# Pine Island Sound 2/24



## Jacob_Johnson (Sep 15, 2010)

Went out today to see if I can find some redfish/trout on fly.. Caught some pig trout on spin (up to 23") but got what a was looking for.. a solid 27" red on fly!


----------



## jeross (Jun 6, 2009)

Hey, nice red. Good patience too, waiting for your chance!


----------



## Shadowcast (Feb 26, 2008)

Nice red!!


----------



## Luke_WL. (Nov 28, 2012)

Nice fish! We went out early this morning and got into some nice tailers, a few medium sized trout too. The red tide was HORRIBLE with tons of dead fish just inside ding darling in the sound.


----------



## MariettaMike (Jun 14, 2012)

I'm driving down to BoatMaster in Fort Myers to refurb my boat trailer Friday morning and plan to fly fish my way back starting at Port Charlotte on Friday afternoon through Riverview Sunday morning.

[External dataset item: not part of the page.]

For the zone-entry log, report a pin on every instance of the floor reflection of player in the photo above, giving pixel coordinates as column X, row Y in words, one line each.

Any recommendations on ramps convenient to I75N would be much appreciated.


----------



## alphachief (Apr 16, 2008)

Very nice! Just started looking for a vacation/retirement house with access to the sound...can't wait to get back to my hometown. Where'd you get the hat? I'd like to pick one up.


----------



## Jacob_Johnson (Sep 15, 2010)

> I'm driving down to BoatMaster in Fort Myers to refurb my boat trailer Friday morning and plan to fly fish my way back starting at Port Charlotte on Friday afternoon through Riverview Sunday morning.
> 
> Any recommendations on ramps convenient to I75N would be much appreciated.


If you want to fish Pine Island Sound, the closest ramp is about 25 minutes from Exit 131 off of I-75. Its called Punta Rassa, pretty busy ramp but you have access to all kinds of water from there


----------



## Jacob_Johnson (Sep 15, 2010)

> Very nice!  Just started looking for a vacation/retirement house with access to the sound...can't wait to get back to my hometown.  Where'd you get the hat? I'd like to pick one up.


Thanks! I got the hat from www.skinnywaterculture.com they have all kinds of awesome gear on there!


----------



## DuckNut (Apr 3, 2009)

Boat ramp on the N side of the Alafia river off of 41. Other non improved ones to the S. PM me if you want the locations.


----------



## MariettaMike (Jun 14, 2012)

KW: Thanks for the referral. Punta Rassa looks like a good spot for finding fishy people to follow. Sorry about the thread detour.

DN: PM coming.


----------



## Luke_WL. (Nov 28, 2012)

Ill be heading out of punta rasa Friday if you want to fish


----------